Gabriel Levine and I are in the process of editing a new volume in the excellent MIT/Whitechapel Documents of Contemporary Art book series on the topic of Practice. The book should be out in early 2018. The book collects writings about practice by philosophers, artists and other kinds of practitioners. There will likely be about 80 selections in the book, including texts by Karl Marx, Paul B. Preciado, the Dalai Lama, Lygia Clark, Group Material and many more.
To quote from an introduction written by Gabe and I: “In the early twenty-first century, no single word crops up in so many contexts – from art to science to theory to politics to everyday life – as “practice.” A central term in the social sciences, from science studies to sociology to media studies, “practice” is often taken for granted and only occasionally explicitly theorized. Artists and non-artists write statements describing “my practice,” while art critics speak of “social practice” or “contemporary practice.” In politics, practice a.k.a. “praxis” is in crisis – caught between old forms of mass struggle and new social movements anchored in the collective practice of daily life. And all of this is occurring on a global scale. Yet in all of these contexts, the layers and histories of “practice” are rarely addressed. What do people talk about when they talk about practice? Is everything a practice – and what are we (diverse humans and nonhumans around the planet) practicing for?
Once used philosophically to designate “doing,” (praxis) in a triad with “thinking” (theoria) and “making,” (poiesis) practice has soaked up other connotations: from political action (revolutionary praxis), to professional activity (the practice of law or medicine), to discipline, rehearsal or training (zen practice, basketball practice). The discourse of practice in contemporary art tends to blend all of these meanings, with “practice” also standing in for the shift away from the artwork or medium, and toward open-ended actions, series, processes and projects. While the turn to “practice” might promise a freedom from finality or eventfulness, it also reflects the neoliberal pressures to train oneself, to perform, and to rehearse a marketable set of skills. On this “planet of the practicing,” as the philosopher Peter Sloterdijk calls it, there are winners and losers, and perhaps those who fail should just have practiced a little harder. Indeed, practice and “praxeology” were central to the work of Austrian school economist Ludwig von Mises, who clearly saw the discipline of economics as a whole as the study of modes of organizing “purposeful action” (Human Action).”

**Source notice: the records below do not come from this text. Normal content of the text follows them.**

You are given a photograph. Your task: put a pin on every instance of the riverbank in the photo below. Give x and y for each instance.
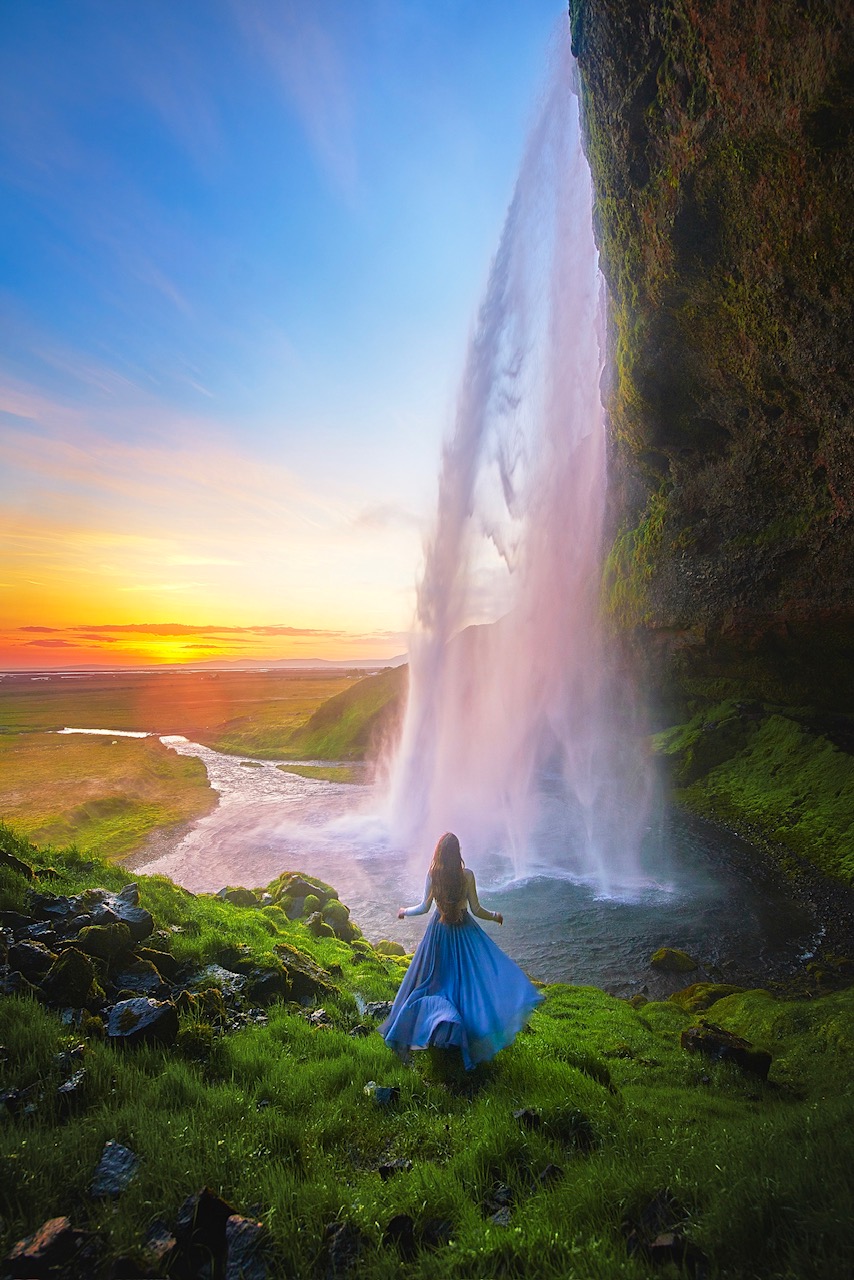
(575, 1152)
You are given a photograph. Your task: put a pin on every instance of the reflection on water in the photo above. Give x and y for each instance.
(712, 901)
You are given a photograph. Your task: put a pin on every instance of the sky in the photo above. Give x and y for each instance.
(242, 245)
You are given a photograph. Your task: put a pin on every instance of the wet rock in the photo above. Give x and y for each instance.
(268, 984)
(133, 1022)
(229, 983)
(16, 864)
(71, 1092)
(238, 896)
(316, 928)
(200, 1230)
(55, 1246)
(307, 981)
(105, 940)
(388, 949)
(115, 1171)
(672, 960)
(71, 981)
(245, 1249)
(378, 1009)
(724, 1046)
(31, 959)
(141, 977)
(343, 1246)
(400, 1234)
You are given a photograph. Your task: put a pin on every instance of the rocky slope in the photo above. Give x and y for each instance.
(720, 142)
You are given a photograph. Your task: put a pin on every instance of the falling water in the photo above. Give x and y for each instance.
(520, 734)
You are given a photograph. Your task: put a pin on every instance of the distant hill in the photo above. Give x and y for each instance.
(354, 722)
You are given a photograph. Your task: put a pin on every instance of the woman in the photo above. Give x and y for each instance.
(460, 990)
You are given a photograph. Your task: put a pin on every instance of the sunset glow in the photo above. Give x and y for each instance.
(242, 248)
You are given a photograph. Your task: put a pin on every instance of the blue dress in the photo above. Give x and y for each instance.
(461, 991)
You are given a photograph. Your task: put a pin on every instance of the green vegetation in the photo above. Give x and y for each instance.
(538, 1162)
(354, 722)
(763, 772)
(105, 794)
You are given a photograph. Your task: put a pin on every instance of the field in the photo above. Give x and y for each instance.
(109, 794)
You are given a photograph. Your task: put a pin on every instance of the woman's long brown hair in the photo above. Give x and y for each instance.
(447, 878)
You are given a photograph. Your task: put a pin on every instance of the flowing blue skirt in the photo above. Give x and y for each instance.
(460, 990)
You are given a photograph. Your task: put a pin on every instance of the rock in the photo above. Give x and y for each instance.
(31, 959)
(389, 949)
(306, 978)
(133, 1022)
(672, 960)
(115, 1171)
(243, 1249)
(105, 940)
(16, 864)
(200, 1230)
(71, 981)
(316, 928)
(238, 896)
(703, 995)
(378, 1009)
(343, 1244)
(400, 1234)
(71, 1092)
(268, 984)
(53, 1247)
(724, 1046)
(141, 977)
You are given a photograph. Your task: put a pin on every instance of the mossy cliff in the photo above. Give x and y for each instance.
(718, 137)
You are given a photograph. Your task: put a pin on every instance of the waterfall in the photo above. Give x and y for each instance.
(519, 732)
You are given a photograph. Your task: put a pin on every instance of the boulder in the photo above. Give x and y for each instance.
(71, 982)
(142, 1020)
(724, 1046)
(105, 940)
(672, 960)
(31, 959)
(115, 1171)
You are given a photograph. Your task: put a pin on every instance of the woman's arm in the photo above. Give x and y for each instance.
(424, 905)
(476, 909)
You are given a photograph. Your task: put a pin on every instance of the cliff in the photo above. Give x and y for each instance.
(718, 137)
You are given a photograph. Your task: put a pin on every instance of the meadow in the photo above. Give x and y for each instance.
(594, 1147)
(110, 795)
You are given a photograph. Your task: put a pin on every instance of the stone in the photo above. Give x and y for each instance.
(400, 1234)
(245, 1249)
(200, 1229)
(724, 1046)
(53, 1247)
(106, 941)
(343, 1246)
(31, 959)
(142, 1020)
(69, 1093)
(316, 928)
(71, 981)
(672, 960)
(384, 947)
(115, 1171)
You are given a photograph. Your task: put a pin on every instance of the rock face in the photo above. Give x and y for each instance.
(720, 141)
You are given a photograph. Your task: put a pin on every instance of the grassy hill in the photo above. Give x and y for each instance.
(594, 1147)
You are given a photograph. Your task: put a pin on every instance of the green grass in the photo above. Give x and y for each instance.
(767, 773)
(762, 1171)
(108, 794)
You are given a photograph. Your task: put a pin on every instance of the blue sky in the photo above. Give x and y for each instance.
(241, 248)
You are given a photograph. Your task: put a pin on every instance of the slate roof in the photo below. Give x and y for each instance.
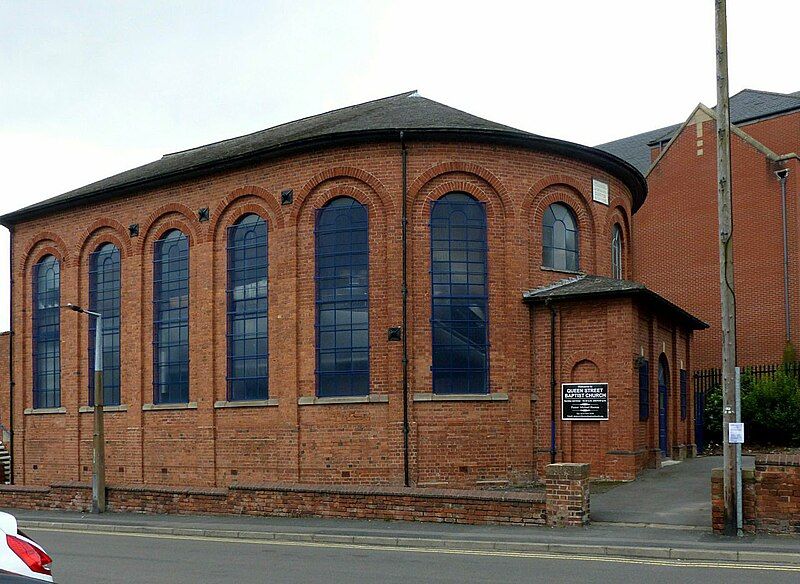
(746, 106)
(382, 119)
(590, 287)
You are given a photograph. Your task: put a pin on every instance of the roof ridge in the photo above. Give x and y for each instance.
(411, 93)
(792, 95)
(556, 284)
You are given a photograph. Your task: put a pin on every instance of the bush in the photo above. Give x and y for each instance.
(770, 410)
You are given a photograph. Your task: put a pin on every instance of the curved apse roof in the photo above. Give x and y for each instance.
(383, 119)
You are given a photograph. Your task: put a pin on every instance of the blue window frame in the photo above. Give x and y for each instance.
(644, 390)
(616, 252)
(171, 319)
(104, 297)
(560, 239)
(459, 295)
(342, 298)
(684, 391)
(247, 310)
(47, 333)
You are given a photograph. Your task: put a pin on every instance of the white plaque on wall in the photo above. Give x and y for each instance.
(599, 191)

My own work has been focused on the problem of practice for many years. In the 2000s I explored the idea of “sadhana”, the Sanskrit word for practice, and the relation of Asian religions to contemporary literature. I tried to show the varied attempts to reformulate an idea of practice by writers from Europe and America encountering Buddhism and yoga, and how their worldviews were destabilized by a new thought of practice. This work formed the basis of my contribution to Nothing: Three Inquiries in Buddhism (U. Chicago, 2015) as well as various essays on Buddhist topics. It also informed my attempt to develop a Buddhist theory of intellectual property in In Praise of Copying (Harvard, 2010), and my contribution to the shift in studies of IP from legal debates to the study of “practices of copying”. My more recent work on “sound and popular discipline” uses the latter term as a synonym for practice – or praxis, in the sense of collective action. In The Politics of Vibration and other essays and talks, I argue for a rethinking of sound studies that take into account popular practices of sonic production and consumption. The Book of Methods, the co-edited collection of William S. Burroughs and Brion Gysin’s unpublished writings on the cut up and other radical aesthetic practices, that I’m working on with Davis Schneiderman is also a kind of experimental manual of practices. I might even claim that my work on drugs and literature, notably in The Road of Excess: A History of Writers on Drugs, addressed the problem of what it might mean to speak of a literary practice, notably insofar as literary drug use has involved formal protocols of experimentation, as in the work of Benjamin, Burroughs and more recently, Preciado.